Berliner Adventskalender: Giselastraße 12

Der Laden im Erdgeschoss sieht aus wie eine Arztpraxis mit Lamellen hinter den Fenstern - doch es ist eine Galerie.

Bild: Kathleen Fietz

Jedes Haus hat eine Nummer. Doch was dahintersteckt, wissen nur wenige. Zum Glück gibt es Adventskalender: Da darf man jeden Tag eine nummerierte Tür öffnen - und sich überraschen lassen.

Um zu der Tür zu gelangen, die es heute zu öffnen gilt, muss man an einer Reihe leer stehender, ziemlich verfallener Altbauten vorbei. Nur einige Bauarbeiter, die Häuser sanieren, sind auf der Lichtenberger Giselastraße zu sehen. Wenn sich die Presse hierher verirrt, will sie meistens über Rechtsextreme berichten. Die Weitlingstraße, in der Neonazis schon 1990 ein Haus besetzten und die bis heute als Hochburg der rechten Szene gilt, ist nur wenige Ecken entfernt.

Auf die Altbauten folgen neue Häuser in Rosa und Beige - und da ist sie, die Nummer 12. Der Laden im Erdgeschoss sieht aus wie eine Arztpraxis mit Lamellen hinter den Schaufenstern. Doch hier gibts keine Medizin, sondern Kunst. Das verrät das Schild "Galerie" an der Glastür.

So wenig wie die Kunsthandlung von außen wie eine Galerie aussieht, wirkt Ingo Knechtel wie ein Galerist. In gelbem Pulli und Jeans sieht er eher aus wie ein Sozialarbeiter, und in gewisser Weise ist er das auch. Der 55-Jährige ist Geschäftsführer des Kulturrings, eines gemeinnützigen Vereins, der die Galerie betreibt und Kulturprojekte für Jugendliche organisiert. "Ost-Art" - der Name der Galerie ist Programm. Hier werden vor allem Werke von Künstlern ausgestellt, die in der DDR geboren wurden.

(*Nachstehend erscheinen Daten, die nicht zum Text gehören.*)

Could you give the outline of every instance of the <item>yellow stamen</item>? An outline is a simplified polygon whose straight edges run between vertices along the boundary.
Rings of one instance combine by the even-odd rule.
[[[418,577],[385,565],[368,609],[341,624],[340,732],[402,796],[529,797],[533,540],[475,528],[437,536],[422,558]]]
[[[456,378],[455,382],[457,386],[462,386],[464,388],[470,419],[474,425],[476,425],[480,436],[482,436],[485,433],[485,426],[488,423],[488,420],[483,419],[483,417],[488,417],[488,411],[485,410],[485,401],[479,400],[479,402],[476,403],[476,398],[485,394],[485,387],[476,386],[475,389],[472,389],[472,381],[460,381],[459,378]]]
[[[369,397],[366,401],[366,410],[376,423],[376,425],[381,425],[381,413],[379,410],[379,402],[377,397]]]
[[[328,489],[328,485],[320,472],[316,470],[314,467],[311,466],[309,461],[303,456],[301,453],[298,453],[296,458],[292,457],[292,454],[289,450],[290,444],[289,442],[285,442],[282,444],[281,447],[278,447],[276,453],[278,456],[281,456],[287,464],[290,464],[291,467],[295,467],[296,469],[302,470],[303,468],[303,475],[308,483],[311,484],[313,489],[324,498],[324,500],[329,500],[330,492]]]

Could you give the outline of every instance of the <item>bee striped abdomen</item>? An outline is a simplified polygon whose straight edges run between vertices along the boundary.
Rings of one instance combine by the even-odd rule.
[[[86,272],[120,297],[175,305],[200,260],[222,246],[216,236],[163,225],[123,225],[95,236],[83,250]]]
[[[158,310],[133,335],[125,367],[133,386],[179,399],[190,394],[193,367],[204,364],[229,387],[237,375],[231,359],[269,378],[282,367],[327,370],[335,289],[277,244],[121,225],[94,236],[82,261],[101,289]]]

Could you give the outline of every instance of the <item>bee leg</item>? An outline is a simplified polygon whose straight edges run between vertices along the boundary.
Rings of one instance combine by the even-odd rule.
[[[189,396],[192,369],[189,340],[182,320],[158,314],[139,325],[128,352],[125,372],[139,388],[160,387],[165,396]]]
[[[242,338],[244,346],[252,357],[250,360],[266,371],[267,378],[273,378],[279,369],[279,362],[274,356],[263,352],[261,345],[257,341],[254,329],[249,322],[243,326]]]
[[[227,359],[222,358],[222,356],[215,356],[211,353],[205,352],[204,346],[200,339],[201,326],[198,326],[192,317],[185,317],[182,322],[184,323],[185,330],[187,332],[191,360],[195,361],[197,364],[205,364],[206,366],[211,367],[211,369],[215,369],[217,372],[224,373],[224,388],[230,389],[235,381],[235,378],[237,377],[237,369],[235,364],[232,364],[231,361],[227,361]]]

Eine blaue Pappe mit einem winzig kleinen aufgeklebten Schwan - Schwanensee heißt das Werk - hängt neben schwarzen Pinguinen auf weißem Untergrund. An einer anderen Wand gibt es Tuschezeichnungen auf alten Ausgaben der russischen Zeitung Prawda. Große schwarze Augen sind auf die kyrillischen Texte gemalt, rote dicke Tränen tropfen kitschig auf Zweige. Die 20 Bilder an den weißen Wänden sind alle von russischen Künstlern. Ingo Knechtel entschuldigt sich. Eigentlich sollte eine in Stralsund geborene Künstlerin ausstellen. Aber ihre Arbeiten waren zu großformatig für die kleine Galerie. Ein befreundeter Sammler sprang ein und lieh der Galerie einen Teil seiner Sammlung. Und Russland ist ja schließlich auch Osten.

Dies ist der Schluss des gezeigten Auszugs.